The contingent payments for the acquisition of AR are subject to achieving certain performance criteria as follows:
 
  • The First Contingent Payment is subject to certain technology migration criteria being achieved;
  • The Second Contingent Payment is subject to the achievement of certain operating profit targets of the combined business for the year ending 31 December 2014. The full payout would be made when the combined operating profit of Kedrios and AR reaches €12.5 million.
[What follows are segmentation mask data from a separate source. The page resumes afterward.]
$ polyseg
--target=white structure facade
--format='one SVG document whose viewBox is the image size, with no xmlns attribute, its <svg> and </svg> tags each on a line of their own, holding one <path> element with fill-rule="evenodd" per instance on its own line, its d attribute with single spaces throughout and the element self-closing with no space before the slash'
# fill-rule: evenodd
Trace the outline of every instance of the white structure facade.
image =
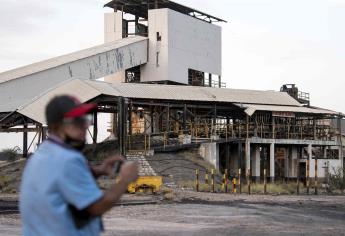
<svg viewBox="0 0 345 236">
<path fill-rule="evenodd" d="M 124 35 L 123 12 L 105 14 L 105 42 Z M 168 8 L 148 11 L 148 63 L 140 82 L 188 84 L 188 70 L 221 76 L 221 27 Z M 125 81 L 120 72 L 107 81 Z"/>
</svg>

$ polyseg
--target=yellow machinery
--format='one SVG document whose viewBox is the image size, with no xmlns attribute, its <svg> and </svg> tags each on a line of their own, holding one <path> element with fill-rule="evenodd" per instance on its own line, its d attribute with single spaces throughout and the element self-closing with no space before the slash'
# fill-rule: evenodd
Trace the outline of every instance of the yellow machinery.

This is payable in increments as follows:
a)   Between €0.0 and €9.64 million will be paid pro rata for 2014 operating profit of between €0.0 million to €6.0 million; and
b)   €0.30 will be paid for each incremental €1 of 2014 operating profit achieved above €6.0 million up to €8.0 million; and
c)   €0.50 will be paid for each incremental €1 of 2014 operating profit achieved above €8.0 million up to €12.5 million.
 
The four majority shareholders of AR were also directors of AR. They will remain with the combined business to ensure continuity and to support achievement of the performance criteria described above. The four directors are: Stefano Brioschi, who will become co-CEO of the newly combined business, alongside the current Kedrios CEO; Peter Arnold, who will also become a director of the combined business; and Michele Hessel and Roberto Roncoroni who will continue to support the combined business.
 
Under the existing agreements with SIA, Xchanging requires SIA's approval should it wish to transfer ownership of its shares in Kedrios.  With respect to SIA's remaining 1.3% shareholding in Kedrios, SIA have a put option which can be exercised from January 2014 and Xchanging have a call option which can be exercised from January 2016. 
 
In a separate transaction Xchanging and SIA have agreed proposed amendments ('Amendments') to the transfer rights of Xchanging and the timing on when the put and call options can be exercised.  These Amendments mean (i) that Xchanging would be able to transfer ownership of its shares in Kedrios without the approval of SIA; and (ii) in the event of such a transfer occurring, either party would be entitled to exercise their respective put or call option at that time.
 
SIA is classified as a related party by the UK Listing Authority as a result of their 49% shareholding in Kedrios immediately prior to the recapitalisation and acquisition. The Amendments are therefore classified as a related party transaction by the UK Listing Authority and are conditional on the approval of Xchanging shareholders at a general meeting of Xchanging.
 
A circular setting out further details of the Amendments, together with the notice to convene a general meeting and the form of proxy for use at the general meeting, will be posted to Xchanging shareholders as soon as practicable.
 
Commenting on today's announcement, Ken Lever, Xchanging's CEO said: "The opportunity to acquire AR has enabled us to resolve the weak strategic position of Kedrios and to create a strong combined business with scale and strong profitability.  We are delighted to have this foundation from which to establish a market leading position in the industry in Italy."     
 
Commenting on the acquisition, Stefano Brioschi, AR's CEO said: "We are delighted to become part of Xchanging. The combined market presence of AR and Xchanging will enable us to provide a better quality service to our combined customer base."